I've been successful using the following algorithm to complete all-path data up to path length of 10 on graphs of ~900 nodes. However, I want to scale it up to larger graphs and I'm wondering if there are further optimizations I can do. So far I have:
- After a node has completed it's DFS the paths are saved to a hash table. Should said node be encountered, paths from the hash table are appended so work is not repeated.
- Nodes are sorted by their degree (highest first). This way nodes most likely to be encountered will already be in the hash table.
The algorithm in specifics: builds a network of chemicals (nodes) and reactions (edges) and creates paths so it can later be searched much faster for theoretical paths, these can later be experimentally tested.
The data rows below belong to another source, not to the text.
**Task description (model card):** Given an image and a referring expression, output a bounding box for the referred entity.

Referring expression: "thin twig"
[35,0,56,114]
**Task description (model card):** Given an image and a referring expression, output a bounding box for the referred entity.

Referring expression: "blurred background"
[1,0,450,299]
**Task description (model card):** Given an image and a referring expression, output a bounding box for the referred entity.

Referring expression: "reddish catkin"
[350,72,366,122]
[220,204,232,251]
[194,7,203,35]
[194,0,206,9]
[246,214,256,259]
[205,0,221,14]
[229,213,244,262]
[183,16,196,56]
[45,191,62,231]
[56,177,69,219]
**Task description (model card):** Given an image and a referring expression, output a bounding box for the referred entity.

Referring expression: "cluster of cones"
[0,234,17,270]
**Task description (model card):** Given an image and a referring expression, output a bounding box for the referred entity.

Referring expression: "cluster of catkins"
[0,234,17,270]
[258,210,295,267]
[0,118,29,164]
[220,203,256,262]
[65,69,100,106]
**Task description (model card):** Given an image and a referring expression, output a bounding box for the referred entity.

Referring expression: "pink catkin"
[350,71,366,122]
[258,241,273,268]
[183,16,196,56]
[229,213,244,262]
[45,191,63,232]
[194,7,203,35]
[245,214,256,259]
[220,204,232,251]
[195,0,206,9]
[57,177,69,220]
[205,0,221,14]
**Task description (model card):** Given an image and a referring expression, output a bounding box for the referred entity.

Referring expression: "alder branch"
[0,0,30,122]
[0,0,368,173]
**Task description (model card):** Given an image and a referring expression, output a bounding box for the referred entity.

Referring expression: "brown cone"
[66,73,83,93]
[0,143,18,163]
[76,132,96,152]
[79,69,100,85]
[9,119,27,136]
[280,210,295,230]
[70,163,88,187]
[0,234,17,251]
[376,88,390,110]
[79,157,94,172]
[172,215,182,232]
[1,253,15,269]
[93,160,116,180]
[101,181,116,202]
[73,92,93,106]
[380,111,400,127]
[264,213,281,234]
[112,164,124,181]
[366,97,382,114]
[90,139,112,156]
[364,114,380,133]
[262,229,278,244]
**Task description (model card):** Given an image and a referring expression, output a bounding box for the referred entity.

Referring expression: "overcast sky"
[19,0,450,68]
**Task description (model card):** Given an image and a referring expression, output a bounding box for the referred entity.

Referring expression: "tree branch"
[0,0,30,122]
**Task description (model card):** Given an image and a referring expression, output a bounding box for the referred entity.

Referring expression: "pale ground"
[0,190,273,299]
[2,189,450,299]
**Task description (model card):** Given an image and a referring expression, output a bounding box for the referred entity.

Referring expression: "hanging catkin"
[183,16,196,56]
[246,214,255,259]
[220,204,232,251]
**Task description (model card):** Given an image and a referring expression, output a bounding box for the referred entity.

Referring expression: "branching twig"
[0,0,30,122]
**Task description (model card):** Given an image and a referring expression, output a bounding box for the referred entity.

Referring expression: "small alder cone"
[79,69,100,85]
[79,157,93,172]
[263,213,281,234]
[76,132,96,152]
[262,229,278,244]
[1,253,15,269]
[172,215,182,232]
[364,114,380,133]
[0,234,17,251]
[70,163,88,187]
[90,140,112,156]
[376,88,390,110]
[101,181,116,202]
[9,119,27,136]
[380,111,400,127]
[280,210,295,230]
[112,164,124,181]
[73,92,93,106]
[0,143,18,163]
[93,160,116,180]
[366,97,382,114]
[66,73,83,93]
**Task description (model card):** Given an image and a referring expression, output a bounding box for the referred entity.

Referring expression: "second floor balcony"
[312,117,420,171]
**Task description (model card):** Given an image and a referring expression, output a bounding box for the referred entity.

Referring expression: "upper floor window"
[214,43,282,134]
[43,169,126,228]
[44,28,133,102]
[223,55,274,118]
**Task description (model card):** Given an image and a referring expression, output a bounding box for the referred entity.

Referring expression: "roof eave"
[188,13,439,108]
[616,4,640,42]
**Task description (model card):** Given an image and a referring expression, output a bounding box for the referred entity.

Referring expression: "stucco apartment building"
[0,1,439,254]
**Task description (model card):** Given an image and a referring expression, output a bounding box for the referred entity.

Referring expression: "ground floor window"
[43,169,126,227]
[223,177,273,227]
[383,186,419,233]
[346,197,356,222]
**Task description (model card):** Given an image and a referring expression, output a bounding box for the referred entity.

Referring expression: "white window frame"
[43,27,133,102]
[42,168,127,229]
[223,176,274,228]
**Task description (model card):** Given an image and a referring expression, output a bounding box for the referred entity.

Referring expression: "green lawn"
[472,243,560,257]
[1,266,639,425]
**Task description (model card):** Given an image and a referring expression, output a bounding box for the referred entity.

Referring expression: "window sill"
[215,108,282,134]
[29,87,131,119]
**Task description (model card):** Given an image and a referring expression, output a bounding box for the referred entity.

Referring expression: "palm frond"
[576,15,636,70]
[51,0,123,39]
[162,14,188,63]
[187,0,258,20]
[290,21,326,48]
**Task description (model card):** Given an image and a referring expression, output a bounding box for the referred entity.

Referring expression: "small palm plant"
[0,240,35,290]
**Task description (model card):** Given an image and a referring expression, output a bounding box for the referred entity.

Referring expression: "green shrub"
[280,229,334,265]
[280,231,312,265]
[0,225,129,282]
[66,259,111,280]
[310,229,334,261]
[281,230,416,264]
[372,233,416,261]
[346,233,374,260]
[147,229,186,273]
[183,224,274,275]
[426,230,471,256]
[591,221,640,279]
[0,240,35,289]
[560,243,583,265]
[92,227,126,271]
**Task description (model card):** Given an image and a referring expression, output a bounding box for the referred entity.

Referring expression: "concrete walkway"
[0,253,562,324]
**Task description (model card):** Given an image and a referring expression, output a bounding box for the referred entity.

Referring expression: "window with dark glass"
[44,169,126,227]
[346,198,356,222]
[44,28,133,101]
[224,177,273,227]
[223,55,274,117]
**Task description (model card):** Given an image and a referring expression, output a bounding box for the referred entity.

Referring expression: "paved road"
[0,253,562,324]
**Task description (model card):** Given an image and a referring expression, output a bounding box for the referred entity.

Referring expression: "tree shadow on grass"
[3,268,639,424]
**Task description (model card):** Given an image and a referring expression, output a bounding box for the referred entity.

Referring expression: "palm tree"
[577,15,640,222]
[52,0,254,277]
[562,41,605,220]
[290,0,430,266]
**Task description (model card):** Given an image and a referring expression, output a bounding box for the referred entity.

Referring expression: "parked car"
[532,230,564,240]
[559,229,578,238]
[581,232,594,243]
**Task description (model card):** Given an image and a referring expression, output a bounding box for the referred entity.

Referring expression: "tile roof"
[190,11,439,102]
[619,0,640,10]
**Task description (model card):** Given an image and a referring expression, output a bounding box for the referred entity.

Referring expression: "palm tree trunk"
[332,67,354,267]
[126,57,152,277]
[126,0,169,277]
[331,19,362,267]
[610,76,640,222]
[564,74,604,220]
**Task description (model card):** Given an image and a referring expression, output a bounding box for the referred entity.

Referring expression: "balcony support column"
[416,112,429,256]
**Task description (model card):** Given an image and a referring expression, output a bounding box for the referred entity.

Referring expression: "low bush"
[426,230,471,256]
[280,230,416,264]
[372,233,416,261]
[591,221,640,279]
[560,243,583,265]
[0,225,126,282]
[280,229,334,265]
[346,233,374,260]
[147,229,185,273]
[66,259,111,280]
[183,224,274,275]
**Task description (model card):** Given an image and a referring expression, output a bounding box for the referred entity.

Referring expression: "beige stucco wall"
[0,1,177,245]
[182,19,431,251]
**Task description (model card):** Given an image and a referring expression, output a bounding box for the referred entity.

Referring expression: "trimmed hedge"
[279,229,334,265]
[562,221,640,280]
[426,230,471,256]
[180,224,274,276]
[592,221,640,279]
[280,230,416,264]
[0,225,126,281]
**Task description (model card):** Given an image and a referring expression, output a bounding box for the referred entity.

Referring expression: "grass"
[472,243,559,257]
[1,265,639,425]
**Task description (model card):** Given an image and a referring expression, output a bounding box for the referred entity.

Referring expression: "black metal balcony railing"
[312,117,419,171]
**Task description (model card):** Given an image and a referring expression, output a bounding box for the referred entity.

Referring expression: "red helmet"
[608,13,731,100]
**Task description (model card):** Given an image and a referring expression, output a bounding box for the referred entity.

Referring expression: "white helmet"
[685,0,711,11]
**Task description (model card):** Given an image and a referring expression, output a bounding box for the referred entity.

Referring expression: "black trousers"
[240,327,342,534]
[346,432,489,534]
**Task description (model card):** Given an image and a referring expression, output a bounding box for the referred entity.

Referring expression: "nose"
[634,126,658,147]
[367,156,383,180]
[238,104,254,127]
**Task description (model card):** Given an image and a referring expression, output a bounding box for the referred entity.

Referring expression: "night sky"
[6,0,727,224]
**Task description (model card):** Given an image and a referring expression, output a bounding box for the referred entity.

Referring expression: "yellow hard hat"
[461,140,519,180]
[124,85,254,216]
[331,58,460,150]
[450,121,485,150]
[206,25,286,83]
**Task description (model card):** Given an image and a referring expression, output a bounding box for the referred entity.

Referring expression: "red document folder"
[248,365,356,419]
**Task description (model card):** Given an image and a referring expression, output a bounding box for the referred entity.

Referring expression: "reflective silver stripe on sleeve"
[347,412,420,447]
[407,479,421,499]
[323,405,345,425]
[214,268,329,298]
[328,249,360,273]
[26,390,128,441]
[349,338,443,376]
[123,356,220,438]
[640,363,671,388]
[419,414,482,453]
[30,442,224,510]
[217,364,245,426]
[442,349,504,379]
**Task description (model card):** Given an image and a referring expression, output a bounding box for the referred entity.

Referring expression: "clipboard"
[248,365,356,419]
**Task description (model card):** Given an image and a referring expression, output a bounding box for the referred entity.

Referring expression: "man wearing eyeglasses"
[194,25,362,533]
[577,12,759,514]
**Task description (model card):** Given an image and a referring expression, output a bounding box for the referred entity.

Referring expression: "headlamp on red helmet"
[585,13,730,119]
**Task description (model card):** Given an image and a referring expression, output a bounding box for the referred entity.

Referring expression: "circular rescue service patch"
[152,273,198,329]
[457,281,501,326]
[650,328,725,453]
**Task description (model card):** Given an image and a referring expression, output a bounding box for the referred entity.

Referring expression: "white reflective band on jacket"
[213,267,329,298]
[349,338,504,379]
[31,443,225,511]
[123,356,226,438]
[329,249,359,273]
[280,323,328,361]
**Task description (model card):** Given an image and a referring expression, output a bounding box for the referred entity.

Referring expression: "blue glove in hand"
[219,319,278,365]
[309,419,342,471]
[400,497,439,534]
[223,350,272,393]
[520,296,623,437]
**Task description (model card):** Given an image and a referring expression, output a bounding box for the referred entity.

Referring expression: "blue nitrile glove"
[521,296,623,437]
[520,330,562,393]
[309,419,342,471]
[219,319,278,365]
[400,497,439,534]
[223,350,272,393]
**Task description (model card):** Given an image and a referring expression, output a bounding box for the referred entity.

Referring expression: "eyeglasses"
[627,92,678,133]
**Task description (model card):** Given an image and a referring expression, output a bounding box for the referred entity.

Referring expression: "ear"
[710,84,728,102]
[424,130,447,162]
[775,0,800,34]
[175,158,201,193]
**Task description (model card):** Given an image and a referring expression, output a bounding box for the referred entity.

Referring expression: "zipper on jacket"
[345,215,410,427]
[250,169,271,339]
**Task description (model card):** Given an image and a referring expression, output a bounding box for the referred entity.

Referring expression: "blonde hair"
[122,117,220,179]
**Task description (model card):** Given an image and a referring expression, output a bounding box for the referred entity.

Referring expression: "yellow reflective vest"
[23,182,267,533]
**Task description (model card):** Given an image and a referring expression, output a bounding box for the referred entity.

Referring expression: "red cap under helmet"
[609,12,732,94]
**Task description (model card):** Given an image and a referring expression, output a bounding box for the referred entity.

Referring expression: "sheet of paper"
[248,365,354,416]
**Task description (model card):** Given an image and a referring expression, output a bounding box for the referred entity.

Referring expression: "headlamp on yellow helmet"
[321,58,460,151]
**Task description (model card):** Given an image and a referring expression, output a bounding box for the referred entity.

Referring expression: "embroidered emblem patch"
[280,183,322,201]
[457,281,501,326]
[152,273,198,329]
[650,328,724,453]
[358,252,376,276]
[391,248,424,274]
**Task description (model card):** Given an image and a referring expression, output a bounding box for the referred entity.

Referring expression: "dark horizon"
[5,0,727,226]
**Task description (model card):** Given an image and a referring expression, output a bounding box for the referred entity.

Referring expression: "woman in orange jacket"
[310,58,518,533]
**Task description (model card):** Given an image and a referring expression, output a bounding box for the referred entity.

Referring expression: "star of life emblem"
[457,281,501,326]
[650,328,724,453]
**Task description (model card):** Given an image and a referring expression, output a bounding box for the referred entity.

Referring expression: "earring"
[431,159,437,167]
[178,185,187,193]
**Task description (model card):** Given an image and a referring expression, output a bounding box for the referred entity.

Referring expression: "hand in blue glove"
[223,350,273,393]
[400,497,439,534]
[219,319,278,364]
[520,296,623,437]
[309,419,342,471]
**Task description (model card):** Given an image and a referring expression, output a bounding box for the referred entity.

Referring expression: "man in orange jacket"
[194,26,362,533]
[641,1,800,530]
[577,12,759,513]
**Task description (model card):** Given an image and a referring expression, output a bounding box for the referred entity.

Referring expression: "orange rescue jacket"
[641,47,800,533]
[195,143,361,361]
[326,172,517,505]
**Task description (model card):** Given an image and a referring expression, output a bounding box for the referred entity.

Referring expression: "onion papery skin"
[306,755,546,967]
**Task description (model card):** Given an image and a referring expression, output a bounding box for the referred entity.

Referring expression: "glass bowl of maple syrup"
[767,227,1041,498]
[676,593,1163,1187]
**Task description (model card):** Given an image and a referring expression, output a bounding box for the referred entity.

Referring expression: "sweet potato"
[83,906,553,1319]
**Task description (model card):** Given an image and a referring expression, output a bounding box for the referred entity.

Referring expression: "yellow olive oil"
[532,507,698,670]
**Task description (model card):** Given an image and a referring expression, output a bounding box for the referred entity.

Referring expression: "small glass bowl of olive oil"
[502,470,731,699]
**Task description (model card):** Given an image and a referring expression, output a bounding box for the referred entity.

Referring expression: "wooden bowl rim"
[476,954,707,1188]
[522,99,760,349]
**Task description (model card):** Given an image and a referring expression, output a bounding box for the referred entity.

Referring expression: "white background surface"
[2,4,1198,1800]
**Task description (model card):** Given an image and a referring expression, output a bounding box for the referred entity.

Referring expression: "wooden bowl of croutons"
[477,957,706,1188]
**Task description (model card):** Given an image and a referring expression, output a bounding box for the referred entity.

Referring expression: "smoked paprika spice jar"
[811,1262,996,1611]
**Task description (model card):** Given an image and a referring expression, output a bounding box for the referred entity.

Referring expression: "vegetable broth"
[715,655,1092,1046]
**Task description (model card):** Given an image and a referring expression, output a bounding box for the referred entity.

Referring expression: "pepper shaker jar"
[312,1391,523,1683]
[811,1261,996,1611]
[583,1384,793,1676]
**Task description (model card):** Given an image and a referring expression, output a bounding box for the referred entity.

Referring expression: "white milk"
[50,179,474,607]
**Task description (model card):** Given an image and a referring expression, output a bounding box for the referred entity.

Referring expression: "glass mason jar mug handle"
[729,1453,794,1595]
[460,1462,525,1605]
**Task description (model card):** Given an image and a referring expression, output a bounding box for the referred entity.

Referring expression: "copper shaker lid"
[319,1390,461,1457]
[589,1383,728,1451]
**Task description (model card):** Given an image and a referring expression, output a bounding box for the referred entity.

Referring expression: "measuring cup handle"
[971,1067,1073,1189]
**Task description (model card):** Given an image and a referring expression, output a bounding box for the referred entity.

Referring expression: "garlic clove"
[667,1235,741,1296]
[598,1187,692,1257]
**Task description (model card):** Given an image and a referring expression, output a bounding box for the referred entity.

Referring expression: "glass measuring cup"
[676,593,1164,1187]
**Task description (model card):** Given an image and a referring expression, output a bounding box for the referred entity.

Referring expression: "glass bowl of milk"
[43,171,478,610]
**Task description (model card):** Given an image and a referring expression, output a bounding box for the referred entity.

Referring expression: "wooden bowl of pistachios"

The algo is based on the networkx all_simple_paths
algorithm:
def _all_simple_paths_graph(DG, cutoff):
memorizedPaths = {}
nlist = []
#sorts nodes into highest -> lowest degree order
degreelist = sorted(DG.degree_iter(),key=itemgetter(1),reverse=True)
for i in degreelist:
t = re.findall("'\s*([^\"]*)\s*'",str(i))
nlist.extend(t)
with open ('PythonOutput.txt', "wb") as csvfile:
writer = csv.writer(csvfile, delimiter=' ', quotechar='|')
numberdone = 0
#for each node start a new DFS
for source in nlist:
print source
print numberdone
numberdone += 1
uniqueTreePaths = []
if cutoff < 1:
return
visited = [source]
stack = [iter(DG[source])]
while stack:
children = stack[-1]
child = next(children, None)
if child is None:
stack.pop()
visited.pop()
#If a node has been searched before, append its paths
elif child in memorizedPaths:
for path in memorizedPaths[child]:
newPath = (tuple(visited) + tuple(path))
if (len(newPath) <= cutoff) and (len(set(visited) & set(path)) == 0):
uniqueTreePaths.append(newPath)
continue
elif len(visited) < cutoff:
if child not in visited:
visited.append(child)
stack.append(iter(DG[child]))
if visited not in uniqueTreePaths:
uniqueTreePaths.append(tuple(visited))
else: #len(visited) == cutoff:
if (visited not in uniqueTreePaths) and (child not in visited):
uniqueTreePaths.append(tuple(visited + [child]))
stack.pop()
visited.pop()
#for each node, write to disk to save RAM
for path in uniqueTreePaths:
writer.writerow(path)
#add paths for each node to the hash table
memorizedPaths[source] = uniqueTreePaths
If anyone has any suggestions for further optimizing the algorithm, it would be greatly appreciated.